Dubhe Carreño, founder of This Quiet Dust Ceramics, hails originally from Venezuela. Since the 1990s, however, she has resided in the United States, transitioning from the field of professional dance to ceramics – first as a gallery owner and dealer, and eventually a full-time artist and producer – as a young adult.
Carreño received her MFA from The School of the Art Institute of Chicago; today, she and her family reside in Northbrook, Illinois, where she crafts handmade porcelain ceramics out of her home studio. Carreño also works as a ceramics instructor at Northeastern Illinois University, passing along her talent to a new generation of artists and craftspeople.

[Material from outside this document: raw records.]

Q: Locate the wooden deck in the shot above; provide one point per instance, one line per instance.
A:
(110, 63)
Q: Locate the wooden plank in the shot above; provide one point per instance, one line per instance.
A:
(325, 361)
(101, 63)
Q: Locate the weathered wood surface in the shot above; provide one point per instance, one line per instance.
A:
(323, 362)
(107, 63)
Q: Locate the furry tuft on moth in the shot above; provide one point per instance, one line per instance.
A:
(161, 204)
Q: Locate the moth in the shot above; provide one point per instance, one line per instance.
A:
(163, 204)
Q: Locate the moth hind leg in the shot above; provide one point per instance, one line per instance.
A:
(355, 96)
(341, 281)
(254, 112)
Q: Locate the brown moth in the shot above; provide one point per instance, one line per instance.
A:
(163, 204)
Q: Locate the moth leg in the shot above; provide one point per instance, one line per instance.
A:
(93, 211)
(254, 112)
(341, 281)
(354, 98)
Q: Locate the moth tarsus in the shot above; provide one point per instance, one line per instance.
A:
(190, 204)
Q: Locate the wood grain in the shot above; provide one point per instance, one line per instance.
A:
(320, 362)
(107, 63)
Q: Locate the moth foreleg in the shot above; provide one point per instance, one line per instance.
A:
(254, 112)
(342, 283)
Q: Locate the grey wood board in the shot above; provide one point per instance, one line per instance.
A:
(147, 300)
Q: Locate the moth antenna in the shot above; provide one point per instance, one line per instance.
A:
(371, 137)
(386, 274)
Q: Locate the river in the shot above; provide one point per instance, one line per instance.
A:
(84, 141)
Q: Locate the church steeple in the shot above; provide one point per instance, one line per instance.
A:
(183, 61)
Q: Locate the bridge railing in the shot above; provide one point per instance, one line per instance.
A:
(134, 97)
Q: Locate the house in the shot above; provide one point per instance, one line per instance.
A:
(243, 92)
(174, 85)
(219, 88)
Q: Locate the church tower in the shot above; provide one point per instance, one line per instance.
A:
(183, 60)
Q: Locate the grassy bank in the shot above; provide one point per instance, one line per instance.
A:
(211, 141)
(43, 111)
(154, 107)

Founded in 2013, This Quiet Dust Ceramics is known for artist Dubhe Carreño’s organic, minimalist approach to functional porcelain kitchenware. She brings the skillful fluidity learned through many years of upper-level dance to her ceramics craft, introducing elements of stillness and motion to each piece through subtle alterations to symmetry and line. As quoted in a 2017 issue of Ceramics Monthly, Carreño explains that it was “the delicate relationship between anticipation, tension, rhythm, quietness, and movement needed to create a very specific aesthetic; and the way that every line and contour delivers a very precise expression” that initially drew her to the discipline of ceramics.
“Clay teaches me to listen, to be patient, to spend time doing a job right, to be present minded and to observe myself, to not judge too quickly, to accept, and to not be attached.”
Tableware from This Quiet Dust is thrown from mid-range-temperature porcelain and fired in an oxidation atmosphere kiln. The resulting bowls, plates, mugs, spoon rests, and other pieces are beautiful, sturdy, and easily cleaned either by hand or in the dishwasher.